Sec. 4. (a) A credit to which a taxpayer is entitled under this chapter shall be applied against taxes owed by the taxpayer in the following order:
        (1) First, against the taxpayer's adjusted gross income tax liability (IC 6-3-1 through IC 6-3-7) for the taxable year.
        (2) Second, against the taxpayer's insurance premiums tax liability (IC 27-1-18-2) for the taxable year.
        (3) Third, against the taxpayer's financial institutions tax liability (IC 6-5.5) for the taxable year.
    (b) If the tax paid by the taxpayer under a tax provision listed in subsection (a) is a credit against the liability or a deduction in determining the tax base under another Indiana tax provision, the credit or deduction shall be computed without regard to the credit to which a taxpayer is entitled under this chapter.
As added by P.L.51-1984, SEC.1. Amended by P.L.80-1989, SEC.9; P.L.192-2002(ss), SEC.98.

IC 6-3.1-7-5
Claiming of credit on annual state tax return
    
Sec. 5. To receive the credit provided by this chapter, a taxpayer must claim the credit on his annual state tax return or returns in the manner prescribed by the department.
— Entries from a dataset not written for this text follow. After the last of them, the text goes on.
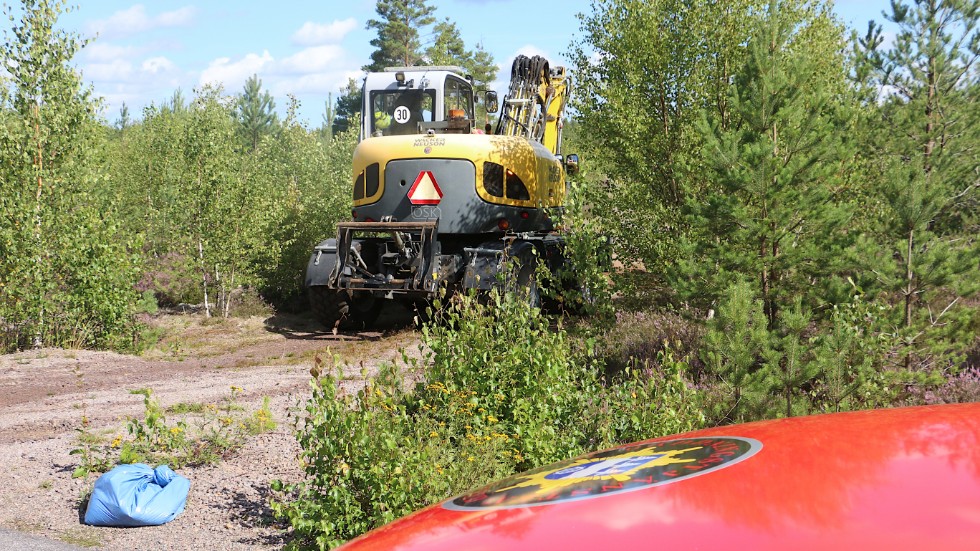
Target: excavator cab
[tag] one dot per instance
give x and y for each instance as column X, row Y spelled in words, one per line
column 416, row 100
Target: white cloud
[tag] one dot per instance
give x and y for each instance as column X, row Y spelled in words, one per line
column 317, row 34
column 113, row 71
column 319, row 84
column 135, row 20
column 231, row 74
column 313, row 60
column 155, row 65
column 104, row 52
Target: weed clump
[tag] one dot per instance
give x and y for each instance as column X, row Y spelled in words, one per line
column 502, row 391
column 206, row 434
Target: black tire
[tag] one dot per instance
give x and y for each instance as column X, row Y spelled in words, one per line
column 342, row 309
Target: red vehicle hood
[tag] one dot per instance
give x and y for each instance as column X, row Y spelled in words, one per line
column 904, row 478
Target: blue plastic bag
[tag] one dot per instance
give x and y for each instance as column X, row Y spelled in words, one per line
column 137, row 495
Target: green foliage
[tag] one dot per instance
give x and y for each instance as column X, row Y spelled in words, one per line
column 398, row 42
column 51, row 201
column 502, row 391
column 773, row 214
column 921, row 147
column 219, row 219
column 205, row 434
column 645, row 71
column 256, row 112
column 581, row 285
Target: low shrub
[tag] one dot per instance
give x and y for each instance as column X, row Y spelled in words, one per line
column 502, row 391
column 204, row 435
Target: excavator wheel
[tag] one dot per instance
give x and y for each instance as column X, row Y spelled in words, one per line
column 342, row 309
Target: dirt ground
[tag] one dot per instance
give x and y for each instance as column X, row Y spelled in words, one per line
column 46, row 395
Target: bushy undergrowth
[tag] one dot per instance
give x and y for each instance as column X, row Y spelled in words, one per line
column 204, row 434
column 502, row 391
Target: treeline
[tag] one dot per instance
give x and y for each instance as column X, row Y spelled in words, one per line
column 813, row 196
column 199, row 201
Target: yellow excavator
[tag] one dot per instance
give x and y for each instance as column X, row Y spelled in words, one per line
column 442, row 203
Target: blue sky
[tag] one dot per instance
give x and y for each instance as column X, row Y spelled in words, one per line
column 142, row 52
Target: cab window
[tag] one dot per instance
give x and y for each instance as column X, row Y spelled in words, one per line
column 396, row 112
column 459, row 96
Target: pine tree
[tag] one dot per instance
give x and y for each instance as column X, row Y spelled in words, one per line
column 773, row 230
column 124, row 121
column 925, row 145
column 256, row 112
column 399, row 41
column 447, row 46
column 773, row 216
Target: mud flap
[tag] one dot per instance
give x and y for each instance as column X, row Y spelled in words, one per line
column 319, row 271
column 485, row 265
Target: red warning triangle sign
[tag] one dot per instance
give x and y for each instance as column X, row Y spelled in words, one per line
column 425, row 190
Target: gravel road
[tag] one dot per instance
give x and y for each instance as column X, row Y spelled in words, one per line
column 45, row 395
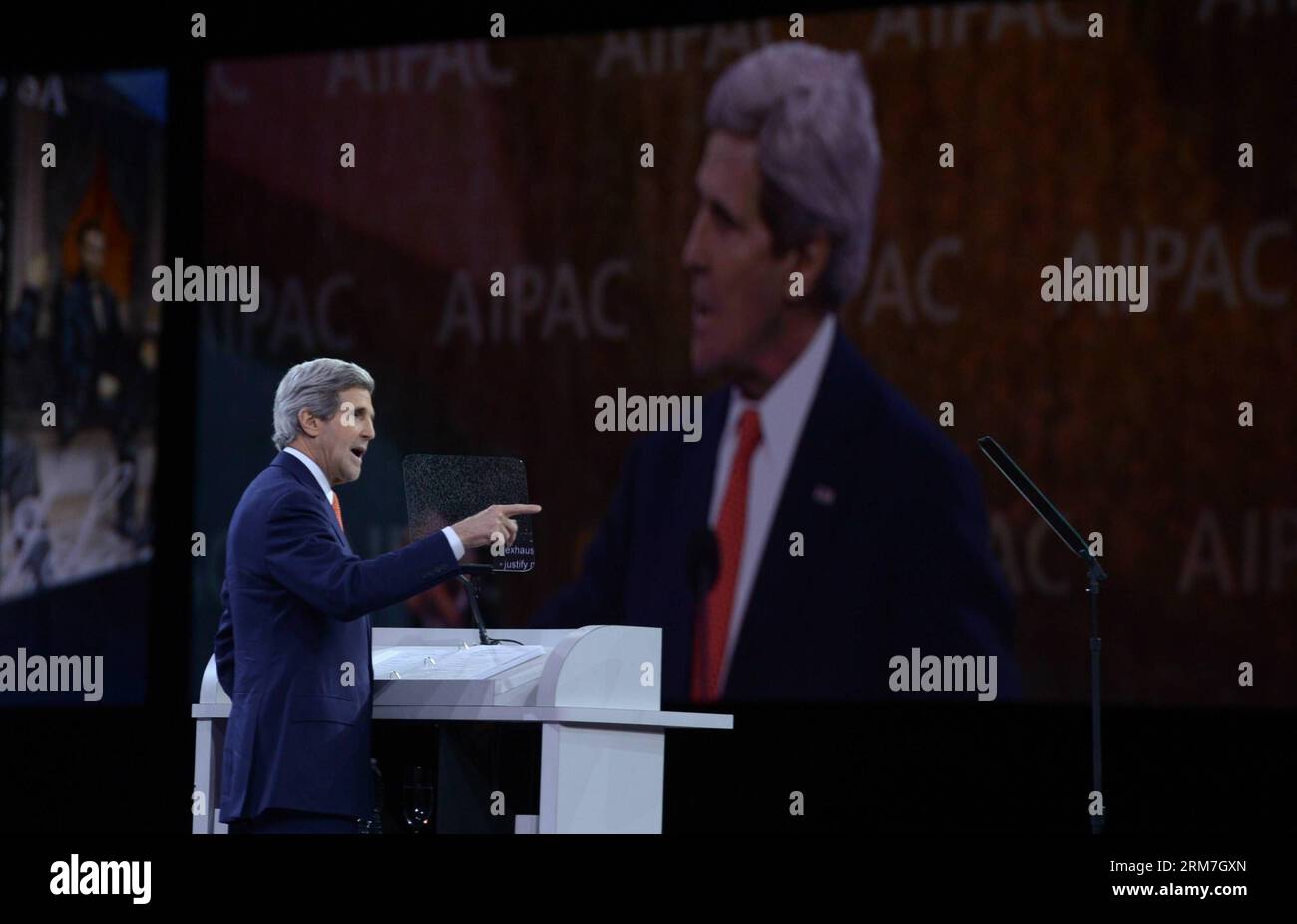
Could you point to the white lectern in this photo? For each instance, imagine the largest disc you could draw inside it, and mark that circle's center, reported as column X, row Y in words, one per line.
column 595, row 692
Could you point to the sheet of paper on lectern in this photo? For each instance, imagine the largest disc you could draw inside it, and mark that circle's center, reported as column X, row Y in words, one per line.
column 441, row 662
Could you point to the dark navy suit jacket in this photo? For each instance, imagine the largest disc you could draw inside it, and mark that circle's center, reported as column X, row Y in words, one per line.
column 296, row 612
column 895, row 552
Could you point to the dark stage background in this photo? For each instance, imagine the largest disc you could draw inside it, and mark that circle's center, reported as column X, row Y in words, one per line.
column 523, row 158
column 1120, row 151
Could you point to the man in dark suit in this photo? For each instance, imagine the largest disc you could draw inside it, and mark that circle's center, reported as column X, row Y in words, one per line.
column 294, row 644
column 848, row 528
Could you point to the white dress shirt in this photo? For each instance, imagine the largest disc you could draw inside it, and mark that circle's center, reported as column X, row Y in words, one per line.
column 452, row 536
column 783, row 413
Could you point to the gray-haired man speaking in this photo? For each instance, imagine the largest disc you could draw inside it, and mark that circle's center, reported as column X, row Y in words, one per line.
column 848, row 528
column 293, row 649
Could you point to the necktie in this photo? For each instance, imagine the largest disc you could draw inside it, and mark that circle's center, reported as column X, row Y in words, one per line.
column 712, row 635
column 337, row 512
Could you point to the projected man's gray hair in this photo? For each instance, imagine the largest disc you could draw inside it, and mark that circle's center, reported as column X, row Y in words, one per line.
column 812, row 115
column 314, row 385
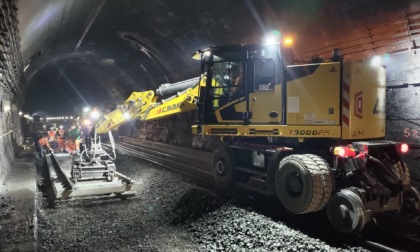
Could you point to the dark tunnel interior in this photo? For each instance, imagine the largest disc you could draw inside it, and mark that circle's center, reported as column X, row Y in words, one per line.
column 79, row 53
column 263, row 105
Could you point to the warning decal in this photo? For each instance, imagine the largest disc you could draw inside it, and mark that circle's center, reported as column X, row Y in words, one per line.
column 358, row 105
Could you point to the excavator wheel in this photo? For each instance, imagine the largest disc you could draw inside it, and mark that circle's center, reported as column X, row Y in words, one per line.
column 303, row 183
column 346, row 212
column 223, row 166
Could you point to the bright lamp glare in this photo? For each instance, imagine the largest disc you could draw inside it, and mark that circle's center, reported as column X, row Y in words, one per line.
column 95, row 114
column 126, row 115
column 270, row 39
column 87, row 122
column 288, row 41
column 376, row 61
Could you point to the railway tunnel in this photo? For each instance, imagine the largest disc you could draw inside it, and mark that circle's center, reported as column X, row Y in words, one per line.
column 58, row 57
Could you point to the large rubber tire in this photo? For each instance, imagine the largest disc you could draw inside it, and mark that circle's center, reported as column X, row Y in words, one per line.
column 304, row 183
column 223, row 166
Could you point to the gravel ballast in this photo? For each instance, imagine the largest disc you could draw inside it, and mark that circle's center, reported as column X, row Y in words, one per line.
column 169, row 214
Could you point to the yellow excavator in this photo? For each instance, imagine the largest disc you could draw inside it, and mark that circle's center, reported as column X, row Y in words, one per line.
column 313, row 133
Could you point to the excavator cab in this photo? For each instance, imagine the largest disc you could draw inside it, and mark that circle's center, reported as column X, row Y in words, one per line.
column 247, row 78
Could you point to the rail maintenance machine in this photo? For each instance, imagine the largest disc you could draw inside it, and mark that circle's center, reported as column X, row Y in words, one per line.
column 313, row 133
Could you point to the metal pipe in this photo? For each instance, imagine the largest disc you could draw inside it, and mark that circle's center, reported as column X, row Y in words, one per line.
column 167, row 88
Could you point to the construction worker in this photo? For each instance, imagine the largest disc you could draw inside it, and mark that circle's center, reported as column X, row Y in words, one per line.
column 61, row 138
column 74, row 135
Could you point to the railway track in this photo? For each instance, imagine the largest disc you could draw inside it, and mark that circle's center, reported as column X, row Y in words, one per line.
column 375, row 238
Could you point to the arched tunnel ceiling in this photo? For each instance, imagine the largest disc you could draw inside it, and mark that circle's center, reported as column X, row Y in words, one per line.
column 81, row 53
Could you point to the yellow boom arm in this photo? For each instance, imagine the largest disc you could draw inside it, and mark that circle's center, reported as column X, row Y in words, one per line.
column 145, row 106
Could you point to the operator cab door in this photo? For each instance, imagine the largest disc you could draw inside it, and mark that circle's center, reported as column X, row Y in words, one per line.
column 225, row 94
column 264, row 86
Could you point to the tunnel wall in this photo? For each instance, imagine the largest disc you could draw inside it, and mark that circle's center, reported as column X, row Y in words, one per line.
column 403, row 106
column 11, row 86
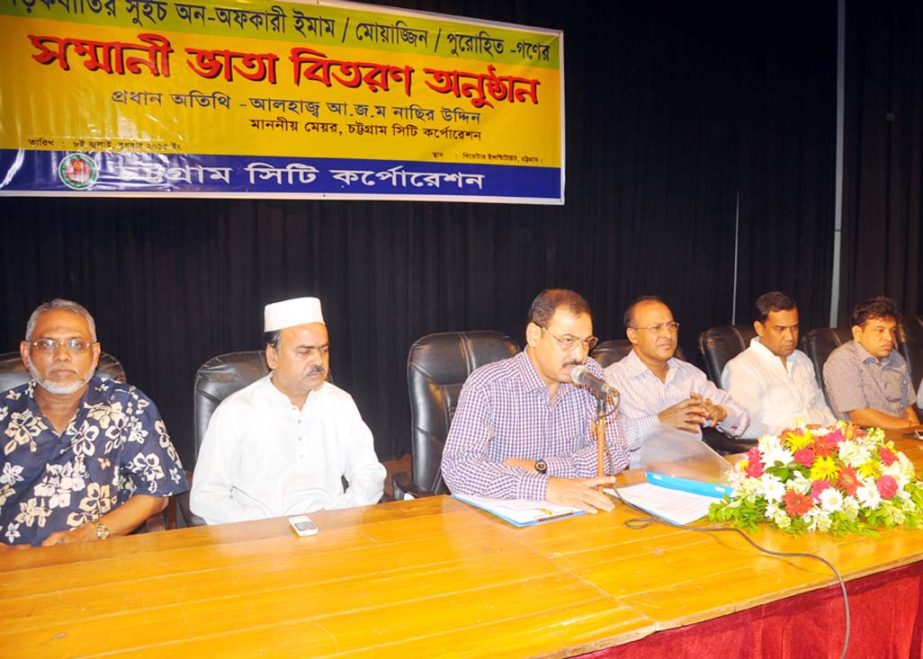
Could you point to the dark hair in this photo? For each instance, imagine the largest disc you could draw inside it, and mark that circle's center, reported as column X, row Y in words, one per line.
column 629, row 317
column 59, row 304
column 551, row 299
column 272, row 338
column 877, row 307
column 768, row 303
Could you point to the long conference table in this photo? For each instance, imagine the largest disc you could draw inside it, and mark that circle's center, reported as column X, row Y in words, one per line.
column 435, row 577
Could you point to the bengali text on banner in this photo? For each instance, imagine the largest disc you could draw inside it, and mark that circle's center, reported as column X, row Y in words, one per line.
column 277, row 99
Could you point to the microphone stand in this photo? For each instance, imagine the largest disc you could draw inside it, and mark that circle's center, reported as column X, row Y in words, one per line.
column 599, row 426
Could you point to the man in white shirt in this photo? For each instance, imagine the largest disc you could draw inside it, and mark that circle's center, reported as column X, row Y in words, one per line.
column 657, row 389
column 285, row 444
column 772, row 379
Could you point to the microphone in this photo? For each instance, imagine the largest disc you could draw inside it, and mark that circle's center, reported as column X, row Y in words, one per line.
column 599, row 387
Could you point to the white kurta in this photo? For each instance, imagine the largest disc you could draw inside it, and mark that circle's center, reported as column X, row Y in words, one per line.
column 263, row 457
column 774, row 395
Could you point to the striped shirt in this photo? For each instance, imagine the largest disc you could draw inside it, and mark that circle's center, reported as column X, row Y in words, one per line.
column 643, row 396
column 504, row 412
column 855, row 379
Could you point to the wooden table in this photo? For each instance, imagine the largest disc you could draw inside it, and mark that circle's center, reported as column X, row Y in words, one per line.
column 410, row 579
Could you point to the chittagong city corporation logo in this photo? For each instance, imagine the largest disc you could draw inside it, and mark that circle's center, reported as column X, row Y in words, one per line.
column 78, row 171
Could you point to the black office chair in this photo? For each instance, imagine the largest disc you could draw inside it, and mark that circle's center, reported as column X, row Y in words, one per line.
column 215, row 380
column 437, row 367
column 912, row 347
column 819, row 343
column 14, row 373
column 719, row 345
column 613, row 350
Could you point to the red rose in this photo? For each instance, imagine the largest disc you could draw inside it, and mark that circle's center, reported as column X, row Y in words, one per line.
column 817, row 487
column 754, row 464
column 887, row 487
column 825, row 446
column 848, row 481
column 886, row 456
column 796, row 504
column 805, row 456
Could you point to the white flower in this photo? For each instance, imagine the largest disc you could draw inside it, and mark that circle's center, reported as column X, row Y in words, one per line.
column 782, row 520
column 817, row 520
column 850, row 507
column 868, row 496
column 773, row 487
column 12, row 532
column 774, row 453
column 831, row 500
column 854, row 454
column 800, row 483
column 11, row 474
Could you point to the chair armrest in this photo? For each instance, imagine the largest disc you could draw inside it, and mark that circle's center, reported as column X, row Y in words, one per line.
column 726, row 445
column 401, row 485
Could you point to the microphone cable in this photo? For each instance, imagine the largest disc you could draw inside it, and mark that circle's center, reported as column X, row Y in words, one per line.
column 650, row 518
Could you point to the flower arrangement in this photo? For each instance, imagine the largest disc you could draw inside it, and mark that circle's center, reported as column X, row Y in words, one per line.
column 839, row 479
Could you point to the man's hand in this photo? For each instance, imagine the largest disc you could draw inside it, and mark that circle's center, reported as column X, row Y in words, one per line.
column 687, row 415
column 714, row 414
column 79, row 534
column 580, row 493
column 528, row 465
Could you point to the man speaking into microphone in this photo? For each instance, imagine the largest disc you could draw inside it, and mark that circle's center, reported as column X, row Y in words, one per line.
column 523, row 429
The taxpayer shall submit to the department all information that the department determines is necessary for the calculation of the credit provided by this chapter and for the determination of whether a loan is a qualified loan.
As added by P.L.51-1984, SEC.1.

IC 6-3.1-7-6
Disallowance of credit
    
Sec. 6. (a) If the department determines that the proceeds from a loan are used for a purpose other than the purpose stated at the time a credit was claimed under this chapter for interest on that loan, and if that stated purpose caused the department to designate the loan as a qualified loan, then the department shall disallow the credit allowed under this chapter for interest on that loan.
    (b) A taxpayer shall pay to the department the amount of any credit disallowed under this section.
As added by P.L.51-1984, SEC.1.

IC 6-3.1-7-7
Tax credit report
    
Sec. 7. The department shall annually compile and report to the Indiana economic development corporation the following information:
        (1) The number of tax credits claimed under this chapter for returns processed during the preceding state fiscal year.
        (2) The total amount of the claims for tax credits described in subdivision (1).
        (3) For each enterprise zone, the number and amount of the

claims for tax credits described in subdivision (1) that are attributable to loans made to businesses located in the enterprise zone.